The 5-minute video, one of several of his the Pentagon publicly shared on its own websites, earned Lagoze a first place prize for combat documentary in the 2011 Visual Information Awards Program run by the military’s public affairs school. But the hourlong “Combat Obscura” includes footage the Marine Corps never approved for release.
“We filmed what they wanted, but then we kept shooting,” text at the beginning of the film reads. Its website calls it the “documentary the Corps does not want you to see.”
Initial threats of legal action by the Marine Corps against Lagoze for using footage apparently shot on government equipment substantiate that claim.
Previously, Lagoze said he hadn’t considered making the material into a full-length documentary until after he enrolled in film school at Columbia University and realized what he had.
Working with the Knight First Amendment Institute at the school, he pushed back against the military’s threats, a Columbia University statement said.
After a preliminary inquiry by the Naval Criminal Investigation Service, military officials have decided not to pursue litigation against Lagoze or any of those depicted in the film “at this time,” said Marine spokesman Maj. Brian Block in an emailed statement.
“The potentially criminal activity captured ... is inexcusable and selfish and endangered the security of the Marines in that unit,” Block said. “Unfortunately, the statute of limitations for pursuing disciplinary action has passed.”

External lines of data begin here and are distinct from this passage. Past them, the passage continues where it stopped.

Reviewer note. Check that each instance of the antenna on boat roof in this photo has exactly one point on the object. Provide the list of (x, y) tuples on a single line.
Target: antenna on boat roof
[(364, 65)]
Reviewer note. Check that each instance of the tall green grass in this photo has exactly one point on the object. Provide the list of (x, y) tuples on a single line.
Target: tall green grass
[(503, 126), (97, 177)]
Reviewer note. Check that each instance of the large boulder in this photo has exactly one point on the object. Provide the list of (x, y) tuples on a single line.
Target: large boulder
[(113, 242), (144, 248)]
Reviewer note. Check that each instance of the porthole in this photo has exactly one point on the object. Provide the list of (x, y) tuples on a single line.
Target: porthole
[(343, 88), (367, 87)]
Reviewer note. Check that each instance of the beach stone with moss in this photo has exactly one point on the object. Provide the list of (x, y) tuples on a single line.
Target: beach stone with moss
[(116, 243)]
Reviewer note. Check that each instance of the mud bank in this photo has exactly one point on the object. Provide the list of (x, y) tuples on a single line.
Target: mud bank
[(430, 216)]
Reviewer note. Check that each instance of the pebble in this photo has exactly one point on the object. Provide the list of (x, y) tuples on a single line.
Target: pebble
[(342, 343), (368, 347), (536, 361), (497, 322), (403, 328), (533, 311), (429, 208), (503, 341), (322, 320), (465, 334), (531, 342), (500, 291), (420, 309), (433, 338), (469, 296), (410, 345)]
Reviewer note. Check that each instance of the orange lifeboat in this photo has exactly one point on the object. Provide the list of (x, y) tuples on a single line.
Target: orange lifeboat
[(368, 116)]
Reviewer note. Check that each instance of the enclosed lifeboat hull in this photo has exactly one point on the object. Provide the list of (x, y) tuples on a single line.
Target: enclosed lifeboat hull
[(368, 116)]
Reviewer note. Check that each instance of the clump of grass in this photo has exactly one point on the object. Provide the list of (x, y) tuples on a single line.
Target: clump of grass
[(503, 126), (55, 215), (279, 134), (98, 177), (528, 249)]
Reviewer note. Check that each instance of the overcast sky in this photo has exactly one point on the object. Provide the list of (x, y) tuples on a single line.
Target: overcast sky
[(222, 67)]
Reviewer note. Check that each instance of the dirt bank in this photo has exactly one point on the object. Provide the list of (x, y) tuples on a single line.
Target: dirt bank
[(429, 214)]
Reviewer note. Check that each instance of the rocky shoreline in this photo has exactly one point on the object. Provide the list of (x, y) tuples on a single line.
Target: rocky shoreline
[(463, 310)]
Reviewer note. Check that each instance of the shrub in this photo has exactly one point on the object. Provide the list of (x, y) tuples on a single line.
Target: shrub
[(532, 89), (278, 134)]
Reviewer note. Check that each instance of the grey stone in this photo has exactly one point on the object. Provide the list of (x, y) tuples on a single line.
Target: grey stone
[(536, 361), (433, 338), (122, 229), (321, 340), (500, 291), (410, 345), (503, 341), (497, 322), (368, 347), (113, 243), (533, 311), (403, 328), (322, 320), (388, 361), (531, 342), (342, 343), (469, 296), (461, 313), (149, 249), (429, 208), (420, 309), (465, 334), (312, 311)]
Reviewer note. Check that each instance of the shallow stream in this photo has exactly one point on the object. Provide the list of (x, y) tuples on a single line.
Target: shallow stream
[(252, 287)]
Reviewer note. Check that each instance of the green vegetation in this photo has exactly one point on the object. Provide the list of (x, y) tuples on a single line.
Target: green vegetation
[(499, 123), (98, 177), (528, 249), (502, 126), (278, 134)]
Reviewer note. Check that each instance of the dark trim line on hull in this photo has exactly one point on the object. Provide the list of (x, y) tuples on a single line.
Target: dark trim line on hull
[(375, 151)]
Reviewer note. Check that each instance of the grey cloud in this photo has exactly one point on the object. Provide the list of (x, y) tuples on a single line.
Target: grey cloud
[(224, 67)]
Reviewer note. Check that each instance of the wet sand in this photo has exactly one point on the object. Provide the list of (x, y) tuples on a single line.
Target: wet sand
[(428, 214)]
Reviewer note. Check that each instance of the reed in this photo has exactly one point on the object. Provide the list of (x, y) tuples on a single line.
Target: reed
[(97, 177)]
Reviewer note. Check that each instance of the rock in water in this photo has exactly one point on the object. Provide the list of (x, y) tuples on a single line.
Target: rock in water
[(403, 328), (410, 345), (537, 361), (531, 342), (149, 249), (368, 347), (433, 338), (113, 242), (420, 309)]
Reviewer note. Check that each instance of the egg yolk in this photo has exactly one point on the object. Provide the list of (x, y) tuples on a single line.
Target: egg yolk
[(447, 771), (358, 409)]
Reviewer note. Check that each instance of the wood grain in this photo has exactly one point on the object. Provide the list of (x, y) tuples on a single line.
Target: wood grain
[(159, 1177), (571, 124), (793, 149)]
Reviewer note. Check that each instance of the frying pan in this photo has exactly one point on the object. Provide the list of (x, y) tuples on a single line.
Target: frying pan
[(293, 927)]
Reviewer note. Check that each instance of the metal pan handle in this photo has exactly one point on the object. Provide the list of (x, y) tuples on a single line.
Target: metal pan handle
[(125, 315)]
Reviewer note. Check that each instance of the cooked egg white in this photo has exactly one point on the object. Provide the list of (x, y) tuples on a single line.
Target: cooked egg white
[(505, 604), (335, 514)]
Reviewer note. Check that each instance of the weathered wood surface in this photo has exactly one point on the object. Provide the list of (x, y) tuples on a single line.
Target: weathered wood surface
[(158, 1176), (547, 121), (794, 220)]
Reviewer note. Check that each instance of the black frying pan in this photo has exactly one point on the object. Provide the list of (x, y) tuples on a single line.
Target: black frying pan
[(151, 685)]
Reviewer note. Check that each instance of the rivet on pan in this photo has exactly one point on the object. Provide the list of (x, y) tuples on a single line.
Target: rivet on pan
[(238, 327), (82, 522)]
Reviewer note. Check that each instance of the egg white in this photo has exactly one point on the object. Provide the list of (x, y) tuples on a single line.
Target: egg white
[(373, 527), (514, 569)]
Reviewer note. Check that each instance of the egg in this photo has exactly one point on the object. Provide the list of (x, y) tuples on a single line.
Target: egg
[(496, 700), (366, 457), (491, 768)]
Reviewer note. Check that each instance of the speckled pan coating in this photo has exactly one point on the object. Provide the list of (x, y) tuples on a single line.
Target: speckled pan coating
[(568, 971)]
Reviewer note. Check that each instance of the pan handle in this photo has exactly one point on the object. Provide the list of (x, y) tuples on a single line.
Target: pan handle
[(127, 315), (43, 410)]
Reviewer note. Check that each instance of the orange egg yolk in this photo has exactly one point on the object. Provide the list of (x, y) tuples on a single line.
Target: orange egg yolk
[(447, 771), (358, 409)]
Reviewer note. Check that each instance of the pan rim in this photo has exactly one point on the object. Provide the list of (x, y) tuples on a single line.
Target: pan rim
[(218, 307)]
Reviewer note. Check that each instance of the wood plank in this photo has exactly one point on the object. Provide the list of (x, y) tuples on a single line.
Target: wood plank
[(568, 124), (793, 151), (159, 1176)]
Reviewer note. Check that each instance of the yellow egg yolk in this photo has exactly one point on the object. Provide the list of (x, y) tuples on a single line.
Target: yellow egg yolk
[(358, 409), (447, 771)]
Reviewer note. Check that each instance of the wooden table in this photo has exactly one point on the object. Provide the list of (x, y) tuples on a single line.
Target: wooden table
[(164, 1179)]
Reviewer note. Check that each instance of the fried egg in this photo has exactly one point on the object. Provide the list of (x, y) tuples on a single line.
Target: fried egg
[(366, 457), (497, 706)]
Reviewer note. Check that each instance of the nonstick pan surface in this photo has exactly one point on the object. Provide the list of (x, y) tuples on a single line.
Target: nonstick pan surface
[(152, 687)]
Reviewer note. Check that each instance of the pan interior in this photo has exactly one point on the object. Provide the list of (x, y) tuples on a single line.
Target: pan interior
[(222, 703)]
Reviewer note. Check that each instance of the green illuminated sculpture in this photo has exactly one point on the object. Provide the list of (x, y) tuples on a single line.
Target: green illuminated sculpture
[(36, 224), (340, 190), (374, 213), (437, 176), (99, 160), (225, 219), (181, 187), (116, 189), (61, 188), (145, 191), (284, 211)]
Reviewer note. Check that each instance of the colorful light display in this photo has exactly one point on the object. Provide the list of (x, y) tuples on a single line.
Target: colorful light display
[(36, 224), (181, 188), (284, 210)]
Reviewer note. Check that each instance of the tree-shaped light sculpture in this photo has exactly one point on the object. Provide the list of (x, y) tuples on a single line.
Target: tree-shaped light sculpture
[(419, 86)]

That activity includes Marines apparently smoking pot in several scenes, including one in which a Marine appears to be rolling a joint in front of Afghan children and his colleague jokes about marrying an underage girl.
“You join the Marine Corps, you think the Marine Corps is like a bunch of perfect people, you know, that don’t do anything bad,” another Marine says in a different scene after smoking. “But the Marine Corps is full of the most [obscenity] individuals I’ve ever met. Just like me, you know?”
The speaker is the only person in the film who asked to have his face blurred, according to Lagoze, who said most of the men in the movie were happy for the public to see what their combat experience was actually like.
“I think ... veterans of this war are at a point where we’re sick of the hero worshiping and the sugarcoating of the experience and a lot of us are sick of people saying, ‘thank you for your service,’ without actually getting in a real conversion about what we did and what happened,” Lagoze said.
Distributed by Oscilloscope Laboratories, the film is being released in a small number of theaters and became available to buy or rent on iTunes on Friday.
While images of Marines smoking marijuana and swearing will be seen as a blemish by some on the branch’s image, other scenes in the film are more disturbing and consequential.
“I don’t care right now about their customs or their courtesies,” a Marine says in one part of the film before his men interrupt a religious service at a rural compound. After detaining the men there for what appears to be several hours, it’s revealed the “high-value individuals” being sought are not there.
In another scene, a patrol arrives to examine the body of a suspected Taliban fighter who has been shot dead. “Just like a deer,” one Marine says of the corpse as others talk to the lifeless body. The group quickly realizes the man was an unarmed shopkeeper.
The Marines discuss covering up the killing as the man’s body is shown being wrapped in a carpet, with one saying, “This is no good for people to see.”
Due to a lack of narration giving context to the raw footage, it’s often unclear exactly what is happening during the seemingly arbitrary assortment of scenes. But as the film progresses, a sense of the troops’ insensitivity and hubris becomes palpable.
The Marines in the film appear unsuited to the counterinsurgency strategy that U.S. commanders were pursuing at the time, focused on winning the trust of the Afghans.
“The behavior and actions depicted in this film do not live up to the high standards we expect of our Marines and do not represent the experience or attitudes of the vast majority of Marines who deploy and served with honor and distinction in Afghanistan,” said Block, the spokesman.
Lagoze admitted that “there are a lot of different types of guys in the military,” but that his film is an accurate experience of his deployment to Afghanistan as a 21-year-old, seven years ago.
“I thought it was important to document as much as I could,” Lagoze said. “It was important to the guys who I was filming that I was capturing as much of the reality as possible.”